The season starts...
Here's the kicker. Judge Nelson could include in her injunction ruling an order for free agency, etc. to start right away, even in the face of an appeal. Players are arguing that the lockout does irreparable harm to their short careers, which could generate the inclusion of rule to get football up and running again.
People have various opinions about how the 8th Circuit might act. It's a more conservative court than others. But courts are independent bodies, above the whims of a two-year election cycle. Some court appointees by the most conservative Presidents have sided with positions few would have expected, and vice versa. Betting on an appeals court is an iffy proposition. Ruling on appeals essentially means the court is ruling on the judges decision, not reinterpreting the case itself.
A third way
As Andrew Brandt points out at the NFP, Judge Nelson could take a third approach, ordering the two sides back to the negotiating table, under her supervision. That might actually be the best course of action in that if a deal were to get done, the result could be lasting labor peace...for a while anyway.

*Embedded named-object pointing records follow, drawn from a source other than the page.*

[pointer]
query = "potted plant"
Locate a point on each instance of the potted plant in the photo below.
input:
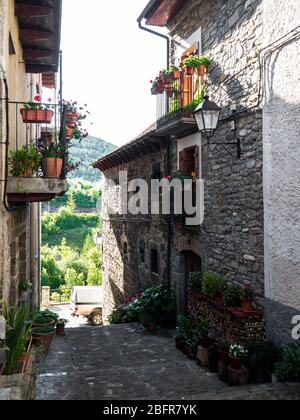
(25, 288)
(53, 160)
(45, 318)
(203, 65)
(60, 327)
(231, 296)
(37, 113)
(203, 330)
(237, 356)
(43, 336)
(247, 297)
(24, 162)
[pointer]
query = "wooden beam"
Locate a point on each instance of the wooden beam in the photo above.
(30, 53)
(29, 10)
(38, 68)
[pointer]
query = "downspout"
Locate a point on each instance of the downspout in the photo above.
(151, 31)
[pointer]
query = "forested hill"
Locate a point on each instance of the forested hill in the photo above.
(87, 152)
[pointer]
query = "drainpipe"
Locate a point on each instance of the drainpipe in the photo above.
(6, 143)
(151, 31)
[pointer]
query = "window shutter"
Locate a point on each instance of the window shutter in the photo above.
(196, 157)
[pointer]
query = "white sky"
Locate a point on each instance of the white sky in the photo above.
(108, 64)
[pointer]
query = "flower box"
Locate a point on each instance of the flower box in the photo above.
(37, 116)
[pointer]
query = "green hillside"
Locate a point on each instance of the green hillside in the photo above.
(87, 152)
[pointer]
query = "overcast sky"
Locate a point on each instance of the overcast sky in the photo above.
(108, 64)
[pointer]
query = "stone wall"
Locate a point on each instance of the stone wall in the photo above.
(127, 272)
(282, 165)
(231, 240)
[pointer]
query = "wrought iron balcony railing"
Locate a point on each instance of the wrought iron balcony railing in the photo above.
(178, 95)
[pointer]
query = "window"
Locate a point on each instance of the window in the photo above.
(154, 261)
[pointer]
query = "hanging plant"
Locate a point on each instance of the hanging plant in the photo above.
(193, 63)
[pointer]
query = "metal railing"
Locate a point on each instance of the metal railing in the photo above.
(182, 94)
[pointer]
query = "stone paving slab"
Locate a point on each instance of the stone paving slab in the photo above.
(127, 363)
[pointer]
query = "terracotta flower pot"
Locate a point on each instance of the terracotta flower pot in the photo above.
(43, 340)
(52, 167)
(24, 361)
(49, 324)
(180, 343)
(235, 363)
(37, 116)
(224, 356)
(202, 70)
(151, 328)
(60, 330)
(247, 305)
(28, 173)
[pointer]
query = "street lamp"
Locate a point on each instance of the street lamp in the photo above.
(207, 116)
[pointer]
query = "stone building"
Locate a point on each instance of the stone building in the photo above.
(29, 58)
(145, 250)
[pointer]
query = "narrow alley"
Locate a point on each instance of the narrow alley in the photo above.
(115, 363)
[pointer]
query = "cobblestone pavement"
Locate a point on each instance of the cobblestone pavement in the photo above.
(128, 363)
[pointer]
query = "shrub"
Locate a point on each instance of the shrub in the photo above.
(184, 327)
(213, 284)
(231, 296)
(195, 281)
(288, 370)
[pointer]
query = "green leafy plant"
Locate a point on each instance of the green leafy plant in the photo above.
(43, 330)
(231, 296)
(151, 303)
(18, 331)
(195, 281)
(288, 370)
(247, 293)
(24, 161)
(213, 284)
(25, 285)
(238, 351)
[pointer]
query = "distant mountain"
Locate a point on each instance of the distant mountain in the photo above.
(87, 152)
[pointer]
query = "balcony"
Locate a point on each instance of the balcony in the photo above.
(178, 95)
(37, 152)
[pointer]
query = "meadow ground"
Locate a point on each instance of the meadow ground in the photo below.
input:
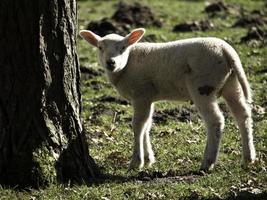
(178, 134)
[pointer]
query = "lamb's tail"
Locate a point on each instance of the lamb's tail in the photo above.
(235, 63)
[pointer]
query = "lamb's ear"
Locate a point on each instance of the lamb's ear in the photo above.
(135, 36)
(90, 37)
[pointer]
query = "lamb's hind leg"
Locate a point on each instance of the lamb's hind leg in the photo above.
(241, 110)
(148, 152)
(214, 121)
(142, 110)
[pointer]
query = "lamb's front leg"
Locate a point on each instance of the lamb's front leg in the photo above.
(142, 110)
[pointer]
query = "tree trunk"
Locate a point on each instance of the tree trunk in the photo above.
(41, 136)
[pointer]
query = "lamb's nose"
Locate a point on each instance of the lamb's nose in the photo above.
(110, 64)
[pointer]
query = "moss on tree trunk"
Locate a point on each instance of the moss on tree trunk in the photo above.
(41, 136)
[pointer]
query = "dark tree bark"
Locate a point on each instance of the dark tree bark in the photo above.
(41, 136)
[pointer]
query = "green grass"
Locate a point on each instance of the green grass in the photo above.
(178, 145)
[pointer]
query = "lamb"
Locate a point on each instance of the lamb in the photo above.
(197, 69)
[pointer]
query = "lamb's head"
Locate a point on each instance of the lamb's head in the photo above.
(113, 49)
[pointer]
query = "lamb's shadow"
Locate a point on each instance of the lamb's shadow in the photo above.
(172, 176)
(143, 176)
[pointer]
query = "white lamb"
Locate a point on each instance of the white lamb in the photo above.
(197, 69)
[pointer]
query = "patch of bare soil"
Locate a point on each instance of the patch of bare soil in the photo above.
(256, 33)
(256, 22)
(202, 25)
(181, 114)
(220, 7)
(126, 17)
(254, 19)
(170, 176)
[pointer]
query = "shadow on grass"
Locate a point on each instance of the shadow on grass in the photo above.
(143, 176)
(178, 177)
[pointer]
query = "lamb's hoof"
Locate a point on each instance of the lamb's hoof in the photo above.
(206, 167)
(136, 164)
(150, 161)
(248, 163)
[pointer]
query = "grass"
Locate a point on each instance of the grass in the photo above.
(178, 145)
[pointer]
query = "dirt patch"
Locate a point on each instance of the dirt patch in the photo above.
(168, 177)
(256, 33)
(220, 7)
(202, 25)
(126, 17)
(181, 114)
(254, 19)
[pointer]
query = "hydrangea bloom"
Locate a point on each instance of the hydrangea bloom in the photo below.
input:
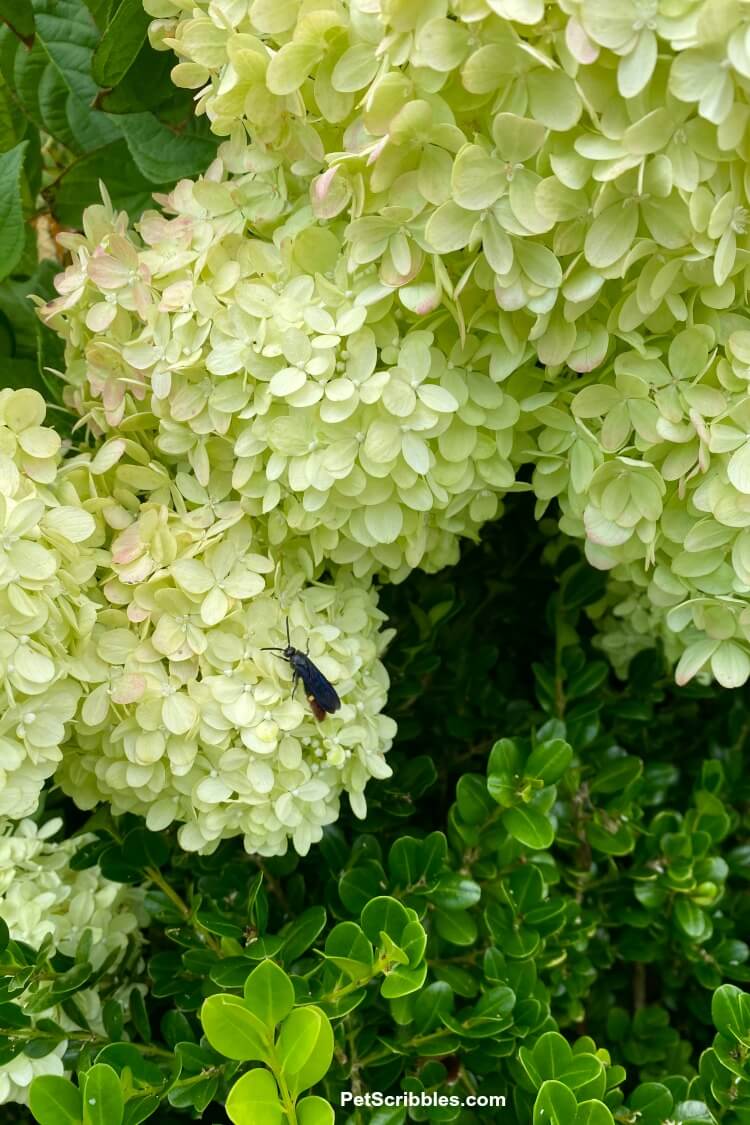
(285, 380)
(540, 150)
(651, 465)
(574, 168)
(183, 717)
(43, 899)
(46, 565)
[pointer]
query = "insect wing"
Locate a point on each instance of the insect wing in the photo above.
(317, 686)
(316, 709)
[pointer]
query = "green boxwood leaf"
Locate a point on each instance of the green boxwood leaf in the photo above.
(233, 1029)
(554, 1105)
(383, 915)
(55, 1100)
(314, 1110)
(530, 827)
(549, 761)
(305, 1047)
(269, 993)
(102, 1096)
(254, 1100)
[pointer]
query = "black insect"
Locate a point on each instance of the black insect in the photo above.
(321, 693)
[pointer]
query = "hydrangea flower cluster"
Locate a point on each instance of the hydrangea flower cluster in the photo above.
(651, 465)
(532, 152)
(130, 649)
(328, 410)
(42, 899)
(568, 182)
(46, 568)
(184, 717)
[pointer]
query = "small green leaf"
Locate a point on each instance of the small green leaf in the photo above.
(593, 1113)
(383, 915)
(102, 1096)
(305, 1047)
(530, 827)
(314, 1110)
(549, 761)
(254, 1100)
(554, 1105)
(269, 993)
(55, 1101)
(233, 1029)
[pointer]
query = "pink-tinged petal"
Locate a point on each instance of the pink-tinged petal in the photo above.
(128, 689)
(136, 572)
(70, 280)
(107, 272)
(141, 296)
(100, 316)
(378, 149)
(111, 395)
(327, 197)
(128, 546)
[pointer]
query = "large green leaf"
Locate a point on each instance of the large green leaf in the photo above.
(80, 185)
(19, 16)
(12, 232)
(119, 45)
(161, 154)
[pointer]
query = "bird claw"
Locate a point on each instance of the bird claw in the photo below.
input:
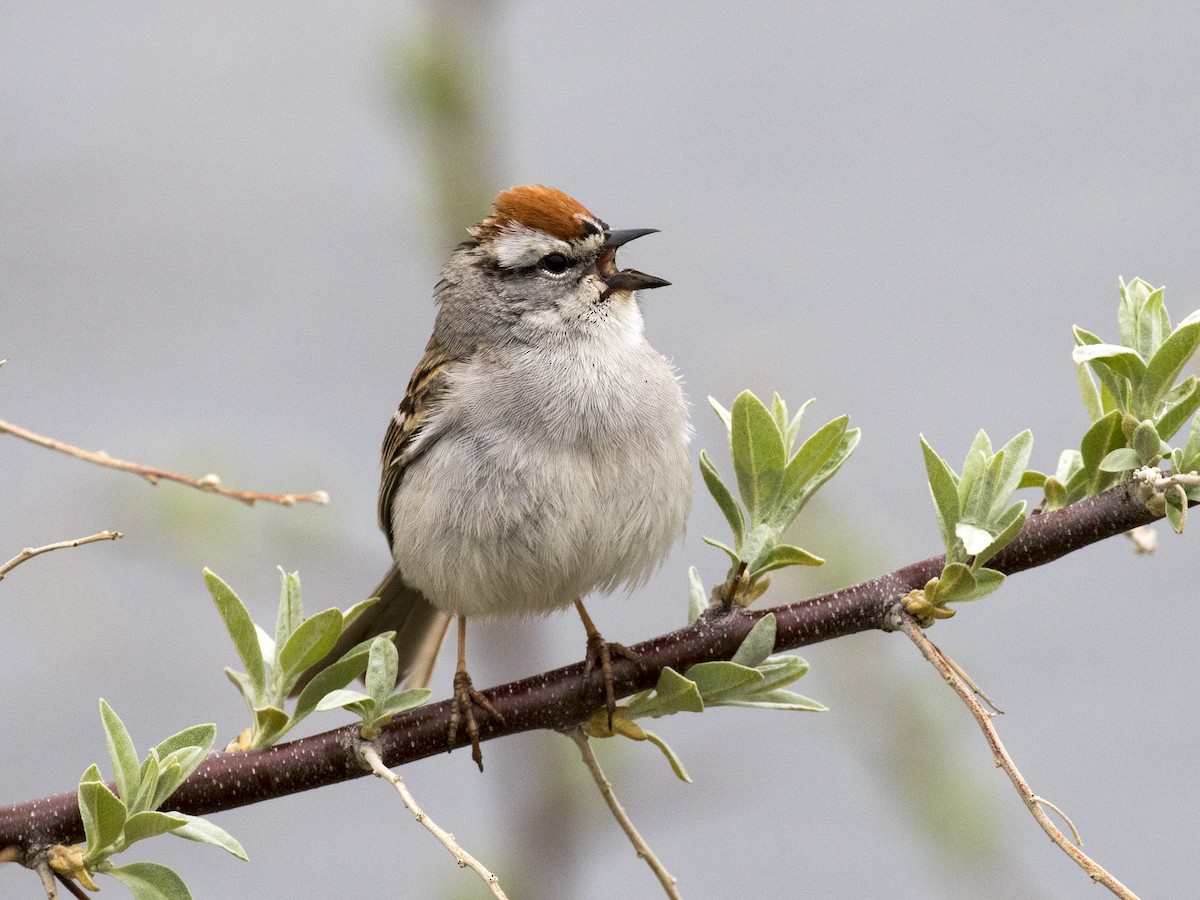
(466, 699)
(600, 652)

Beyond that, it's impossible to say what happens. Ordering both sides back to the table might be the only way to keep this fight out of court at this point in time.
There's another important court date on the horizon: May 21. That's when Judge Doty takes up the case of damages for the players in the television contracts, i.e. lockout insurance, case. That ruling could change the situation by hitting the owners pretty hard in the wallet, perhaps giving new reason to take up talks again.
Football may start sooner rather than later, but this fight could drag on for years, depending on what happens with the current spate of court cases. Either way, fire up the grills, pop a top and get ready for the Injunction Bowl!